Economia circolare, “servono interventi istituzionali e migliori modelli di analisi”

Il dibattito alla presentazione del rapporto “L’Italia del Riciclo 2016”

Circular EconomyNel 2014 in Italia la produzione di materie prime seconde ha toccato le 10,6 mln di ton, su un totale di 15,6 mln di ton recuperate, grazie alla trasformazione di rifiuti “tipici”: carta, vetro, plastica, legno e organico (sui quali esiste uno storico solido di dati), presente sia nel flusso dei rifiuti urbani che in quello degli speciali. E le previsioni per il 2015, redatte su un campione dei dati trasmessi nel 2016, intravedono una crescita del 2%. Il valore di rendimento più alto, ovvero il rapporto tra la quantità di input e quella di output, varia a seconda del materiale e sfiora il 90% nel caso della carta, in media il 75-80% per vetro, plastica e legno e il 27% per l’organico a causa delle sue peculiarità chimico-fisiche e dell’elevata percentuale di scarto derivante dal processo di trasformazione.

Questi sono alcuni numeri della ricerca condotta da Ecocerved contenuti nella settima edizione del rapporto L’Italia del Riciclo 2016 realizzato e presentato dalla Fondazione per lo Sviluppo Sostenibile e FISE UNIRE ieri a Roma. Una fotografia utile a capire come l’industria nazionale del riciclo, a un anno dalla presentazione del pacchetto UE sull’economia circolare, sta procedendo verso il superamento del paradigma dell’economia lineare.
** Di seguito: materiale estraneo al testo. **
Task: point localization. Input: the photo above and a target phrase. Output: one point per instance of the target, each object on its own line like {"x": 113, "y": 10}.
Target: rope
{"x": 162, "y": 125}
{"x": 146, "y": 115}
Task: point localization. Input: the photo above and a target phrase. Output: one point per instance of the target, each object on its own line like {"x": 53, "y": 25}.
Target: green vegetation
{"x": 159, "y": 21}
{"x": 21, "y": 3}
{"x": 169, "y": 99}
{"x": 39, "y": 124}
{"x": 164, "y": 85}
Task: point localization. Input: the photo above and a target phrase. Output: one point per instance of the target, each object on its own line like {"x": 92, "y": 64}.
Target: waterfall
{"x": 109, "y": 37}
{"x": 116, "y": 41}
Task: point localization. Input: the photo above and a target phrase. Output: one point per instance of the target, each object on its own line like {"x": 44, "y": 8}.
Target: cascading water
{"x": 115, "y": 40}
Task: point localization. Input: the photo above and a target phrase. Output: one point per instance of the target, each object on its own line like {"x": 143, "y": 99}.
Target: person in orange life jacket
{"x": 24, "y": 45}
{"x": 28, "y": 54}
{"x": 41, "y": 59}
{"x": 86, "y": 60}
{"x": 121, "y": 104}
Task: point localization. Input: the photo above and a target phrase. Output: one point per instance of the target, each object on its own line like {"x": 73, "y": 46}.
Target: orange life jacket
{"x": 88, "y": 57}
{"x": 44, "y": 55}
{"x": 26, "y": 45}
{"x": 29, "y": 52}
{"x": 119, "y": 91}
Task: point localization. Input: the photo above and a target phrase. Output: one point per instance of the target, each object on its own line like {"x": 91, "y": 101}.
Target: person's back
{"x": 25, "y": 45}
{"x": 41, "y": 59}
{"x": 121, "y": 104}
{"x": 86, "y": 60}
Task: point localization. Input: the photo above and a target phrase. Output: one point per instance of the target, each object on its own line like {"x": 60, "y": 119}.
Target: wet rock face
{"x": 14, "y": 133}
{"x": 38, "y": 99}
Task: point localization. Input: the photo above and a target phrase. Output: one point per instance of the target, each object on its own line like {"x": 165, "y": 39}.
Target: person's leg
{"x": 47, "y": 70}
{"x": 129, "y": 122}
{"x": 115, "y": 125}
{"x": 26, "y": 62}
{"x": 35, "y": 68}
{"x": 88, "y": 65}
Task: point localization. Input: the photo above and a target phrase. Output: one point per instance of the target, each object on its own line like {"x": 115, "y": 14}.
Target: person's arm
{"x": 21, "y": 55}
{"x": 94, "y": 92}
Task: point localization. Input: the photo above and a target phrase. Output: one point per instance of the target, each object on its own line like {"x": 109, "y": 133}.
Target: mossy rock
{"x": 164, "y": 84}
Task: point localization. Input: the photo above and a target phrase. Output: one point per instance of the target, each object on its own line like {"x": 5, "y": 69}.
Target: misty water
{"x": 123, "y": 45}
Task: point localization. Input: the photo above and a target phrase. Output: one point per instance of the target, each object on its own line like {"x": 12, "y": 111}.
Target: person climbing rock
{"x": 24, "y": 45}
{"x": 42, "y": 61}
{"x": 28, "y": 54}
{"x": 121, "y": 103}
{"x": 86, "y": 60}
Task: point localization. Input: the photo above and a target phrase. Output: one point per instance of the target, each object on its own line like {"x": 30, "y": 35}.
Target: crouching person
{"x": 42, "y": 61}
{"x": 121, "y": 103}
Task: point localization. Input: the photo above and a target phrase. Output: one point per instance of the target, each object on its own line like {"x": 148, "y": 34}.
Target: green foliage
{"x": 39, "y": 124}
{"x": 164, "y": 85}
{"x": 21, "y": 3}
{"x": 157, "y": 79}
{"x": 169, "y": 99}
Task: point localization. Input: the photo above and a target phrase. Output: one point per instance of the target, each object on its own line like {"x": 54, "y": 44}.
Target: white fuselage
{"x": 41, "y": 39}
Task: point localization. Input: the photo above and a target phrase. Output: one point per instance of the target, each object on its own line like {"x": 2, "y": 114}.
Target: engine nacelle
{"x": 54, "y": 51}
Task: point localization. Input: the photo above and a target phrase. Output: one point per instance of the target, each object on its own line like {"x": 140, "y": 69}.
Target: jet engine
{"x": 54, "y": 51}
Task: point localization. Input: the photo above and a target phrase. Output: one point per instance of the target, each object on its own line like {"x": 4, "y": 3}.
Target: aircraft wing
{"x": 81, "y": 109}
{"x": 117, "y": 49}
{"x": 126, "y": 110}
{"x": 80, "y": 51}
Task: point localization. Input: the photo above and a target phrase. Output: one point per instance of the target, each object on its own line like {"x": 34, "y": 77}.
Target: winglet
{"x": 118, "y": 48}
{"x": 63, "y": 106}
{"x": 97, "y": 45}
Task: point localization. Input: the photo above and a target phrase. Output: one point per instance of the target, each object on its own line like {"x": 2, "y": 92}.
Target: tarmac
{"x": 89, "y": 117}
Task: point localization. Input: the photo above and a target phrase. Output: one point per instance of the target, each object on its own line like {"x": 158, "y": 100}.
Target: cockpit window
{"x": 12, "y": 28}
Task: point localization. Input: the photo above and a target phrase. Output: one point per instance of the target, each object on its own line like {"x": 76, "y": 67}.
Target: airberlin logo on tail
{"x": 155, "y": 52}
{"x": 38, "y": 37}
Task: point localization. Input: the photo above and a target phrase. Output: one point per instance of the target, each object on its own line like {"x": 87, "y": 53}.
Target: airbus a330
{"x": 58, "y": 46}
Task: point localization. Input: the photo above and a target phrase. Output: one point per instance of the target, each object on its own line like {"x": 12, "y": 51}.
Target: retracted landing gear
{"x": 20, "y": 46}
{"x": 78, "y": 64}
Ci occupiamo di analizzare i dati e abbiamo riscontrato che da parte degli operatori non sempre c’è un’adeguata conoscenza della normativa: spesso le materie prime prodotte non hanno  le caratteristiche qualitative per restare sul mercato. A questo si unisce una difficoltà di interpretazione e una diversa attuazione sul territorio nazionale”, ci spiega Marco Botteri di Ecocerved, intervistato a margine dell’evento.

Lo sviluppo del mercato è ostacolato, come rimarca Botteri, da queste “diverse interpretazioni delle autorità locali”. Per questo gli operatori evidenziano “la necessità di un intervento dall’alto, anche in termini di linee guida, non necessariamente di norme. Cioè di indicazioni precise che consentano di dare un indirizzo univoco a tutte le attività sul territorio”.

Un altro ostacolo da superare per il decollo del settore è quello dell’intercettazione e della valorizzazione della domanda “e su questo punto ci sono diversi provvedimenti: un esempio è il Green Public Procurement (GPP) che, benché di difficoltosa attuazione, potrebbe essere uno stimolo per l’aumento della domanda a fronte di una crescita dell’offerta”.

Anche per frenare il nodo dell’illegalità la soluzione, secondo Botteri, è “un investimento da parte dello Stato: è difficile che un mercato governato da una logica economica di natura privatistica possa fornire le risorse per esercitare un controllo sui comportamenti illeciti”.

Il proposito per Ecocerved è quello di “affinare le tecniche di analisi dei dati, anche se pure in questo caso subentrano altri meccanismi come l’elusione della legalità, rifiuti inerti che sfuggono ai controlli oppure – ma questo è inevitabile in alcuni casi, tra cui quello dei metalli ferrosi – l’errata classificazione del rifiuti che concorrono alla produzione delle materie prime seconde”. Dunque, riuscire a usare codici e numeri adatti a rappresentare la complessità del mercato aiuterebbe anche a seguirne l’evoluzione: “Su questo si potrebbe ragionare affinando le tecniche di analisi, con campioni e rilevazioni di rete, per poter predisporre modelli da proiettare sull’universo. Ma questo è il compito dell’analista, non delle autorità locali o nazionali”.